Em sua nova coluna, Debora Diniz relembra as reviravoltas políticas do Brasil e pede “não tomaremos para nós a desesperança como espírito de luta”

Na Marie Claire

Há três meses minha vida sofreu uma reviravolta. Passei a ser alvo de fanáticos que ameaçam e perseguem. Dizem que sou “inimiga do Brasil” porque falo em direitos humanos, racismo ou homofobia. Levo-os a sério, registro cada mensagem fora do tom. Mas resolvi que não iria me silenciar. Nem mesmo me intimidar. Não perco o sono ou a energia para lutar com o que sei fazer: falar e ouvir, escrever e ensinar.

Recentemente uma amiga localizou uma carta para a mãe morta – era de 1987, eu tinha 17 anos, havia acabado de entrar na universidade. Na carta, ela contava que estava em Brasília, o clima era tenso e havia quem falasse em novo golpe militar. Ela explicava que precisava estudar sociologia para entender o que se passava ao redor. Esta carta me encheu de esperança e vigor. Eu não a conhecia e a recebi no domingo em meio à melancolia dos resultados do primeiro turno. Com letra ainda adolescente, minha amiga escrevia “Mamãe, estou adorando Brasília”. Era 14 de abril de 1987, ela acreditava que era possível mudar. Jamais se resignar. Nós havíamos acabado de descobrir o voto e o poder que há em escolher quem nos representar. Esse processo de descoberta havia começado um pouco antes em minha vida. Eu ainda estava no ensino médio de uma escola religiosa quando ouvi nos corredores que teríamos que vestir vermelho pelo que acontecia no país. A leitura era Fernando Sabino nas aulas de literatura, “O Grande Mentecapto”. Precisei ir ao dicionário para mentecapto, mas precisei de tempo para entender a alegoria de “Pai, afasta de mim esse cálice de vinho tinto de sangue”. Havia colegas que diziam ter que esconder o livro em casa.

Não havia mais uniforme na escola, e vesti a única calça vermelha que tinha. Ela havia sido costurada pela minha mãe para outra finalidade. Preciso confessar que não sabia o porquê da cor, nem o que se protestava. Eu tinha 14 anos. As aulas de história da escola eram sobre fenícios e babilônicos, sobre a descoberta do Brasil, sobre a revolução francesa. Eu nunca havia ouvido falar na revolução haitiana, na escravidão para além da ontologia dos escravos, dos guaranis e dos reis portugueses. A resistência vinha pela paciência silenciosa das professoras de literatura. Se falava em militares no poder, mas golpe, só fui descobrir mais tarde.
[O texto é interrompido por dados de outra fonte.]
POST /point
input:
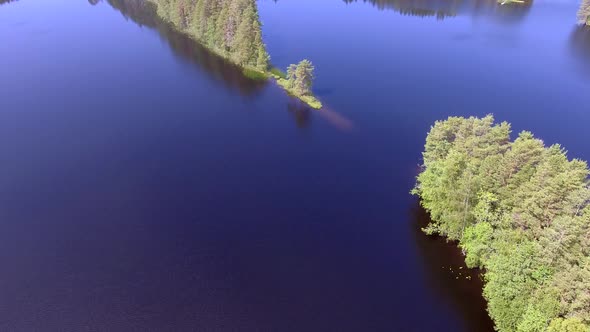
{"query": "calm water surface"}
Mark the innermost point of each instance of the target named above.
(146, 185)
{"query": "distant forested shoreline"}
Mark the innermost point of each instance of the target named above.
(232, 29)
(520, 211)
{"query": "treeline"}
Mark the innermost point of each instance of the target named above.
(231, 28)
(520, 211)
(184, 47)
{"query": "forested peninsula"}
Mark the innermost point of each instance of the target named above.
(520, 211)
(232, 29)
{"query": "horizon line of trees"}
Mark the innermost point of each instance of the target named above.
(520, 211)
(231, 28)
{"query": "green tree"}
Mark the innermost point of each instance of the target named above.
(520, 211)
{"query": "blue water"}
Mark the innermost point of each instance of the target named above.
(146, 185)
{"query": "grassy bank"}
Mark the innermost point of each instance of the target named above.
(310, 100)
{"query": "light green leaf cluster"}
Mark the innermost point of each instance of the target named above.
(584, 12)
(231, 28)
(520, 211)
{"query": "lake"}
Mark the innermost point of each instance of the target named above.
(147, 185)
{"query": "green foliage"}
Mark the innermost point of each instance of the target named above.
(567, 325)
(521, 212)
(255, 74)
(231, 28)
(300, 77)
(584, 12)
(308, 99)
(277, 73)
Votei pela primeira vez com outros homens e mulheres muito mais velhos do que eu. No tempo em que vivi, fui treinada para duvidar da política, como se todos fossem igualmente ruins e medíocres. Fui assim no meu primeiro voto. Era uma cédula de papel em uma urna de papelão. Votei na Asa Norte, em Brasília, e me lembro vivamente de meu orgulho de ter anulado o voto e escrito “Será?”. Aquele me parecia um soberano gesto de rebeldia para um jogo político que me faltava história e contexto para entender a delicadeza e a importância do meu voto consciente. Já na universidade, li as primeiras histórias dos regimes militares na América Latina, recortei de um jornal a imagem do manifestante chinês enfrentando um tanque em Pequim. Vi várias vezes aquela imagem: ele sozinho, a praça da Paz Celestial vazia, e o tanque se esquivando de massacrá-lo. Durante anos, essa imagem ficou colada em minha parede.

Me fiz cara pintada. Recentemente, assisti a um documentário sobre esse tempo e lá estávamos eu e meu marido. Jovens, andando pelo gramado do Congresso Nacional. O mesmo que nos fez andar pelo movimento de defesa da democracia no dia 29 de setembro. Nem eu, nem ele, nem vários de minha geração de alienados a cara pintadas, acreditaremos que há voto de rejeição ou tomaremos para nós a desesperança como espírito de luta. Respeitaremos quem nos antecedeu na história, quem se exilou e lutou, de dentro e de fora deste país, e que permitiu que, em 1989, eu votasse para presidente. Essas mesmas pessoas, em 2018, permitirão que eu escolha novamente e resista sem medo. Eu tenho esperança.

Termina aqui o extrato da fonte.